A recent report (May 22, 2026) finds that more than 70% of ERP implementation initiatives fail to meet their initial objectives and almost 25% of them completely end up as failures. ERP is a foundational system, whatever the nature of an organisation, capturing the bulk of transactions. As a corollary, failure in implementation will have repercussions across the organisation deeply vitiating the work flow, with poor data quality an inevitable consequence leading to poor management decisions.
A LinkedIn post by Steve Novak in January 2026 says: “This research documents over $1 billion in combined financial impact across identified cases, including project costs, lost revenue, settlements, and remediation expenses. The pattern is remarkably consistent: compressed timelines, inadequate testing, poor data migration, and insufficient change management create predictable disasters regardless of whether organizations choose SAP, Oracle, Workday, or other platforms”. The post refers to law suits instituted by clients against the firm implementing the software, highlighting that “Zimmer Biomet’s SAP S/4HANA implementation stands as the most extensively documented ERP failure in the medical device industry, culminating in a $172 million lawsuit filed against Deloitte in September 2024”.
As the study (referred to above) explains, “One of the primary reasons behind this trend is the increasing complexity of ERP implementations. Modern ERP systems are no longer standalone platforms. They are deeply interconnected ecosystems that involve cloud environments, third-party integrations, regulatory compliance requirements, and real-time data processing”.
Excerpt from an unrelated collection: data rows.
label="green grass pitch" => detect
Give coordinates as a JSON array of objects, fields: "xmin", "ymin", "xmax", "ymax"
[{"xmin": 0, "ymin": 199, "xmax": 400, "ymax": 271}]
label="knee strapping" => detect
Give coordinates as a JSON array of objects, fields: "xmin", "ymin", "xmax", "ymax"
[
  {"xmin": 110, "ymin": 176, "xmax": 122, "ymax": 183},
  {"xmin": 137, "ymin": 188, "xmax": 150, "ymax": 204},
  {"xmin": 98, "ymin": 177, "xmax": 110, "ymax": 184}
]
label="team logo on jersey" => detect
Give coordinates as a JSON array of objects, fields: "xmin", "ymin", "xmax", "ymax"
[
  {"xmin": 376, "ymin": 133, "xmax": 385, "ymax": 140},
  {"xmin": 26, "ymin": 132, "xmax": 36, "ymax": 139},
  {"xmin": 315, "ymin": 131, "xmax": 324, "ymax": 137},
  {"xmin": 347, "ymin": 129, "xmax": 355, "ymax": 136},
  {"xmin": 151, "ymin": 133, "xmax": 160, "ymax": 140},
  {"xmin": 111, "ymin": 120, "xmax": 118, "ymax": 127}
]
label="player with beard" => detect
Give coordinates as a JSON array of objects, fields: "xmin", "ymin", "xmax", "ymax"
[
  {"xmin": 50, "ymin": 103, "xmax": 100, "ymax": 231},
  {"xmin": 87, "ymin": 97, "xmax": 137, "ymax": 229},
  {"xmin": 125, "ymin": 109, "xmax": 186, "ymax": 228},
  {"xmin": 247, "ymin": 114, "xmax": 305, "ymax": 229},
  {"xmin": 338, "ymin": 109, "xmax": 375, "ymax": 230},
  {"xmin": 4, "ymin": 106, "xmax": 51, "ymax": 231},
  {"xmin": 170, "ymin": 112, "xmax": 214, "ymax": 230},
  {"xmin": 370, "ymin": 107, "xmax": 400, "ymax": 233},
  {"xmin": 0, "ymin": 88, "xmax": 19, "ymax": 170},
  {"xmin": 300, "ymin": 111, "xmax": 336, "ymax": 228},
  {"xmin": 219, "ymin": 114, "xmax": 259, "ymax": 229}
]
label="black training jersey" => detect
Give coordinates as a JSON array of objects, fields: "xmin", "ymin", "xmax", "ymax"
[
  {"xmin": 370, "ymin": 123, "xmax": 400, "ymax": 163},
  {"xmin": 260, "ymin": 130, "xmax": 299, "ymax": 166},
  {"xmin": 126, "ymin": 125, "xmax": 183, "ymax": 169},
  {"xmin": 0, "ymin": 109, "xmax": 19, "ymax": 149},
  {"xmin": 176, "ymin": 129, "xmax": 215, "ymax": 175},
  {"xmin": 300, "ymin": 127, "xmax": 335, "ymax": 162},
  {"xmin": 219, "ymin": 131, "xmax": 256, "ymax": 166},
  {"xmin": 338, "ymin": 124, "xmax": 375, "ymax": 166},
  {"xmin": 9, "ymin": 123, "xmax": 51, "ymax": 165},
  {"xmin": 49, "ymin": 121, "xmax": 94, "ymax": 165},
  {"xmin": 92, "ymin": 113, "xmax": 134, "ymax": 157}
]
In a September 2025 study titled “Top 10 ERP Failures of the Last Three Decades (yep, they’re still relevant)”, Panorama Consulting sums up thus: “While the case studies below span three decades, their strategic missteps are just as relevant in today’s ERP landscape, especially as organizations integrate cloud architectures and AI in ERP”. (https://www.panorama-consulting.com/top-10-erp-failures/)
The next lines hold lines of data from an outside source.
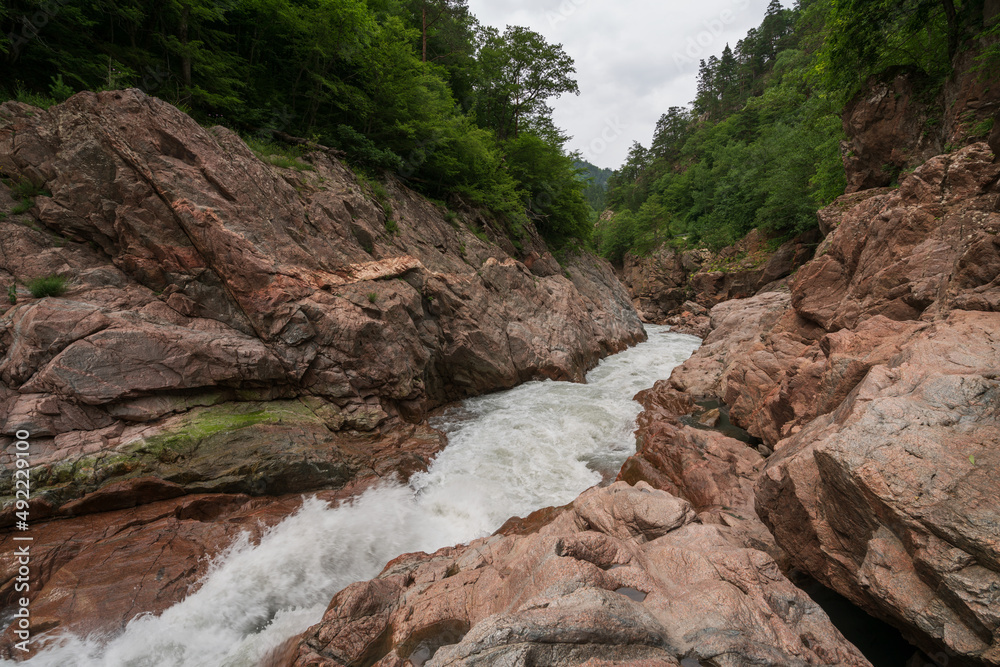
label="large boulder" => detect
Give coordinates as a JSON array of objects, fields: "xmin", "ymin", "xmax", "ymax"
[
  {"xmin": 757, "ymin": 311, "xmax": 1000, "ymax": 665},
  {"xmin": 0, "ymin": 90, "xmax": 645, "ymax": 652},
  {"xmin": 720, "ymin": 143, "xmax": 1000, "ymax": 445},
  {"xmin": 279, "ymin": 482, "xmax": 868, "ymax": 667}
]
This raises an obvious question about the prevailing skill levels in the IT and tech industry.
Summing up
However bitter a pill this might be to swallow, it is not easy to move from implementing packaged software and filling in gaps through a Gap Analysis to dealing with agentic AI models. It is an entirely a different world. The ‘AI industry’ is attempting to build a huge edifice driven by the desire to cash in on valuations, without considering foundational dimensions. A sophisticated AI infrastructure cannot magically overcome the obstacles thrown up by continuing failures in implementation of software systems like ERP.
If data the is fulcrum, perhaps it is time to think of the database as the operating system, an idea propounded by Professor Michael Stonebraker.